Riabilitato persino da Prodi e De Benedetti, in cosa si è trasformata negli ultimi anni l'opposizione culturale e politica al Cavaliere?

di Ferdinando Cotugno

Silvio Berlusconi ad Hammamet, Tunisia, nell'agosto 1984. Foto di Umberto Cicconi/Getty Images

Verso l’inizio di Selvaggi di Carlo Vanzina (1995) Cinzia Leone sbotta in modo memorabile col marito, Antonello Fassari, impiegato con maglietta di Che Guevara: «Ancora con ‘sto Berlusconi, Mario? Mario, sei noioso, Mario, tu mi preoccupi, tu sei monotematico. Appena arriviamo a casa, io ti porto dritto dritto dallo psicanalista della Usl, e sì, Mario perché tu sei un caso patologico, sei una caso paranoico!». La caricatura era accurata, ed era arrivata anche prima del ritratto, perché in fondo Berlusconi aveva governato solo otto mesi e l’anti-berlusconismo era ancora ai primi vagiti, una cosa da salotti e università, con un solo social a disposizione: i fax.
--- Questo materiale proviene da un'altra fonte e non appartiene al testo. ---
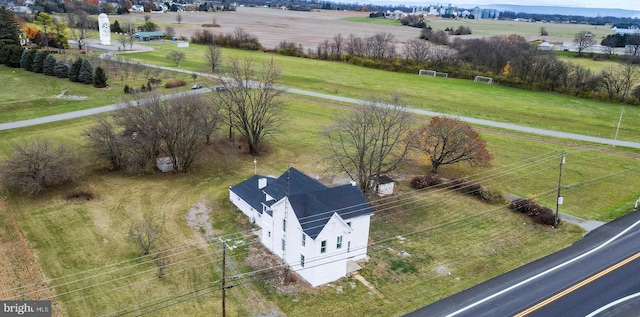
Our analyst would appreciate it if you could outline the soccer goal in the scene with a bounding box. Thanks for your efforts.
[473,76,493,84]
[418,69,436,77]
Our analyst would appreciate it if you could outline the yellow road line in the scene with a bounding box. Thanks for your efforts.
[514,253,640,317]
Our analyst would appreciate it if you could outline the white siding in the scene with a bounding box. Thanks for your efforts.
[229,185,370,287]
[229,189,262,227]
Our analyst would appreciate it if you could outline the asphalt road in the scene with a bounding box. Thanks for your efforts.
[406,212,640,317]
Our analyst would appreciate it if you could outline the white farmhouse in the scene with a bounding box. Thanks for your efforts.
[229,168,372,287]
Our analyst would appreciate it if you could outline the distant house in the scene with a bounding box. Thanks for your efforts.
[229,168,372,287]
[11,6,33,14]
[612,26,640,35]
[129,4,144,13]
[133,31,165,42]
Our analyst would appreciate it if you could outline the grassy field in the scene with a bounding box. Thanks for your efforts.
[344,17,613,39]
[0,64,215,123]
[342,17,403,26]
[559,56,620,74]
[0,44,640,140]
[0,40,640,316]
[0,95,596,316]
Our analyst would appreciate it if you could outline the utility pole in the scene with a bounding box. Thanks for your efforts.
[222,241,227,317]
[613,106,624,146]
[553,151,565,228]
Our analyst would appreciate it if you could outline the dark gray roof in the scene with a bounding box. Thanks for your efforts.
[378,174,395,184]
[231,167,371,239]
[289,184,371,239]
[133,31,164,37]
[231,167,327,213]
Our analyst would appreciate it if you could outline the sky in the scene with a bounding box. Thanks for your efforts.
[359,0,640,11]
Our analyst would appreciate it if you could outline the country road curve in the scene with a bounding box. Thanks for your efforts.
[5,61,640,149]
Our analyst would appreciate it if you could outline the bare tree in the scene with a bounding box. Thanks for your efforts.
[217,59,284,155]
[205,44,222,73]
[33,12,53,51]
[411,117,492,174]
[102,94,220,173]
[366,32,396,60]
[330,33,345,60]
[326,96,411,193]
[164,26,176,39]
[129,218,161,255]
[118,33,131,51]
[601,63,639,100]
[0,140,82,195]
[153,95,218,172]
[167,51,186,67]
[87,116,125,171]
[153,251,170,279]
[540,26,549,36]
[573,31,596,55]
[67,10,90,50]
[113,93,162,173]
[403,39,429,64]
[625,34,640,62]
[120,21,138,50]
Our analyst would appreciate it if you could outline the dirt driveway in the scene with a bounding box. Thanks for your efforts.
[125,7,420,51]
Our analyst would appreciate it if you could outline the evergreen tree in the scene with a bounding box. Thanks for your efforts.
[53,60,69,78]
[93,67,107,88]
[78,59,93,84]
[111,20,124,33]
[7,45,24,68]
[20,49,36,72]
[20,49,31,69]
[69,58,83,82]
[42,55,56,76]
[31,51,49,73]
[0,7,21,46]
[0,43,10,65]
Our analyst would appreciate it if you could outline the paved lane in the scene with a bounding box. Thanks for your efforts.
[0,64,640,149]
[407,212,640,317]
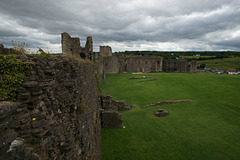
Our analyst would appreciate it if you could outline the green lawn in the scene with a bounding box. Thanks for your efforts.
[102,73,240,160]
[198,57,240,70]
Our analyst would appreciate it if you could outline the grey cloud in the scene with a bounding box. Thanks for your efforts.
[0,0,240,50]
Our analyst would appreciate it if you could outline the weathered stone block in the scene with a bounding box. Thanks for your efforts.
[101,110,123,128]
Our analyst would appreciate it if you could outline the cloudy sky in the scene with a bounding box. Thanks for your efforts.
[0,0,240,52]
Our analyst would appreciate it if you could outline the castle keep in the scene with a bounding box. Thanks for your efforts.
[62,32,93,60]
[62,32,197,73]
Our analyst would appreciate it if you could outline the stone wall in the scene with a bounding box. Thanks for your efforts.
[104,54,162,73]
[101,95,134,128]
[0,44,14,54]
[163,59,197,73]
[99,46,112,57]
[62,32,93,61]
[0,55,101,160]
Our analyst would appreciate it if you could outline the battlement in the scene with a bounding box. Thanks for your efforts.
[62,32,93,60]
[99,46,112,57]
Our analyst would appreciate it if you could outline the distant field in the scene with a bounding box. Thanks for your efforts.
[101,73,240,160]
[197,57,240,70]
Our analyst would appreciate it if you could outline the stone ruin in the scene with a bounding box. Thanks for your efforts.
[101,95,134,128]
[62,32,197,73]
[99,46,112,57]
[62,32,93,61]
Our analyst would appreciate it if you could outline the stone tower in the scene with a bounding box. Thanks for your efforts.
[99,46,112,57]
[62,32,93,61]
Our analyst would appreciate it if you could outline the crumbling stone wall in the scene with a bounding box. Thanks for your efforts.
[99,46,112,57]
[104,54,162,73]
[0,55,101,160]
[104,55,122,73]
[0,44,14,54]
[62,32,93,61]
[163,59,197,73]
[101,95,134,128]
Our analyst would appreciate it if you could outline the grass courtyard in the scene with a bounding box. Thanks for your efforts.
[101,73,240,160]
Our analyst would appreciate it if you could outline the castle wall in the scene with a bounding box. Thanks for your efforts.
[99,46,112,57]
[101,54,162,73]
[163,59,197,73]
[104,55,121,73]
[0,55,101,160]
[62,32,93,61]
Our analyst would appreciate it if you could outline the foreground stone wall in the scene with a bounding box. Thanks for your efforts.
[0,55,101,160]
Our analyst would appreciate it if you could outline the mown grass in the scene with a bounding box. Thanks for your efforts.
[197,57,240,71]
[102,73,240,160]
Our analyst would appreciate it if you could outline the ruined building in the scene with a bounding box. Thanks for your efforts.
[62,32,197,73]
[62,32,93,61]
[99,46,112,57]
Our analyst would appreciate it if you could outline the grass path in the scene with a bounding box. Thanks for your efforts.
[102,73,240,160]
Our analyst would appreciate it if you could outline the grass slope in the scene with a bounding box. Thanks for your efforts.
[198,57,240,70]
[102,73,240,160]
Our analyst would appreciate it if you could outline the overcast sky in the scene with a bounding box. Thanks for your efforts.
[0,0,240,52]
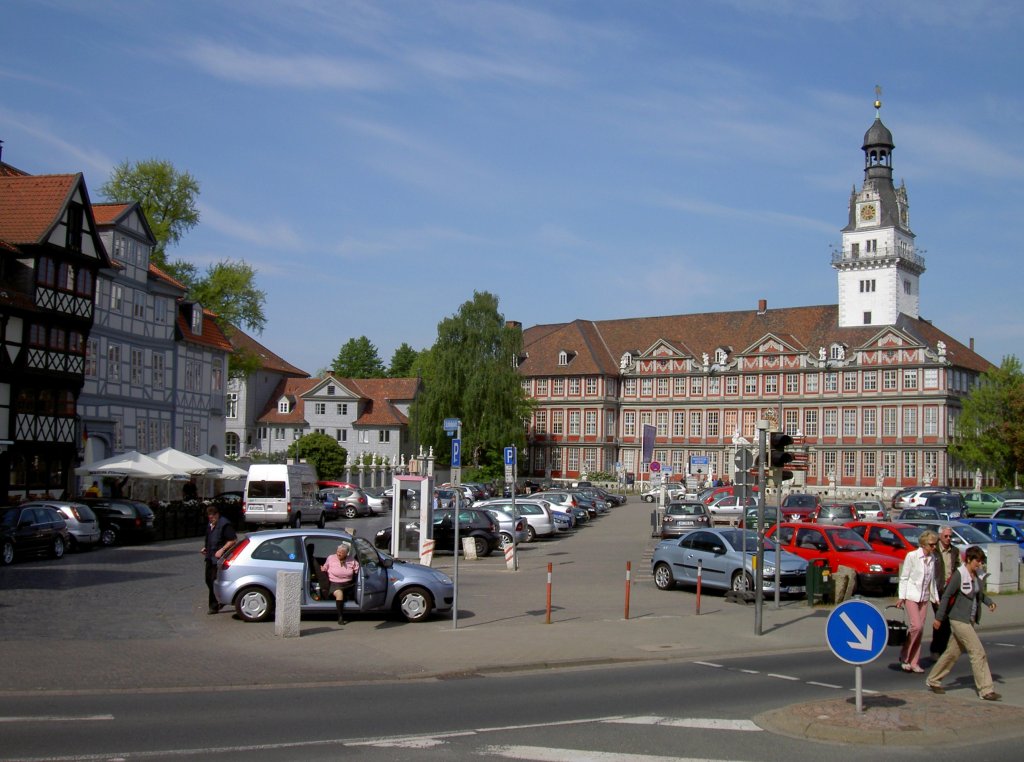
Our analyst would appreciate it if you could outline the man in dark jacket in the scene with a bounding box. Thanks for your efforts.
[927,546,1002,702]
[202,505,238,613]
[928,526,959,661]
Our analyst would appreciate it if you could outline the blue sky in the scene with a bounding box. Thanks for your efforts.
[0,0,1024,373]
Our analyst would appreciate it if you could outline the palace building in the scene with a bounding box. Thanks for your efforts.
[518,101,992,494]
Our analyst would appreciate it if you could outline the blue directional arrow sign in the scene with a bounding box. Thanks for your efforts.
[825,600,889,665]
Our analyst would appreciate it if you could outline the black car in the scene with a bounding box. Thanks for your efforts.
[0,505,68,565]
[374,508,502,557]
[75,498,157,545]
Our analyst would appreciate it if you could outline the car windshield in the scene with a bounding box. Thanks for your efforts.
[828,526,871,553]
[953,524,992,545]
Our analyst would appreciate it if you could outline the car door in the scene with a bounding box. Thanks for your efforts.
[352,537,388,611]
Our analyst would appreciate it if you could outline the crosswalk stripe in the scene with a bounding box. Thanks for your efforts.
[478,746,753,762]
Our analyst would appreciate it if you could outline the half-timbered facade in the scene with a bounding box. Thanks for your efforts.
[519,103,991,492]
[0,165,111,502]
[78,204,185,463]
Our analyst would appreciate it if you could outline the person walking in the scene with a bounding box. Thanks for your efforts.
[928,526,959,662]
[201,505,238,613]
[926,546,1002,702]
[321,543,359,625]
[896,530,939,672]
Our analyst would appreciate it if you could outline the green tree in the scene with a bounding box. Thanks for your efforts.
[411,292,532,477]
[288,434,348,479]
[99,159,199,267]
[331,336,385,378]
[387,342,420,378]
[949,354,1024,485]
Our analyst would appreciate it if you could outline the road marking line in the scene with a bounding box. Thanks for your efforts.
[0,715,114,722]
[478,746,753,762]
[606,716,761,730]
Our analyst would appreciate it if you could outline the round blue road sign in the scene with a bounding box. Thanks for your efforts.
[825,600,889,665]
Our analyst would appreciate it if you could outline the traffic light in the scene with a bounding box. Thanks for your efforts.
[768,431,794,481]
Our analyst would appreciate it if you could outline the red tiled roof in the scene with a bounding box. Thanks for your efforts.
[519,304,992,376]
[0,174,82,244]
[229,326,309,378]
[257,378,321,425]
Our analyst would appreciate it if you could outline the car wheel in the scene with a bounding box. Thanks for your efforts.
[473,537,490,558]
[398,587,434,622]
[234,587,273,622]
[654,563,676,590]
[732,570,754,593]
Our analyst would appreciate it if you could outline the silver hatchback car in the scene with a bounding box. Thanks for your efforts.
[214,527,455,622]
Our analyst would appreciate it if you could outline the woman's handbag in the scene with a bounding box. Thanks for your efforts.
[886,606,907,646]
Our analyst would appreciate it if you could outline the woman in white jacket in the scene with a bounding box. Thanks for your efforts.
[896,530,939,672]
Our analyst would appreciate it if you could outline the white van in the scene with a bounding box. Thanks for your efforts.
[242,463,327,528]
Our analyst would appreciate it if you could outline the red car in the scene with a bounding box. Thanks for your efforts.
[765,522,900,593]
[846,521,926,563]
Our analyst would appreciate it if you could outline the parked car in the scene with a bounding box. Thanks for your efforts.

E soprattutto non sapevano, e non sapevamo, quanto sarebbe stata duratura l’ossessione monotematica dei Mario Nardone, quanto avrebbe saputo cambiare forma, mezzi, piazze, rimanere uguale a se stessa, prima di estinguersi per consunzione. Sono passati venticinque anni e forse, forse, abbiamo voltato pagina.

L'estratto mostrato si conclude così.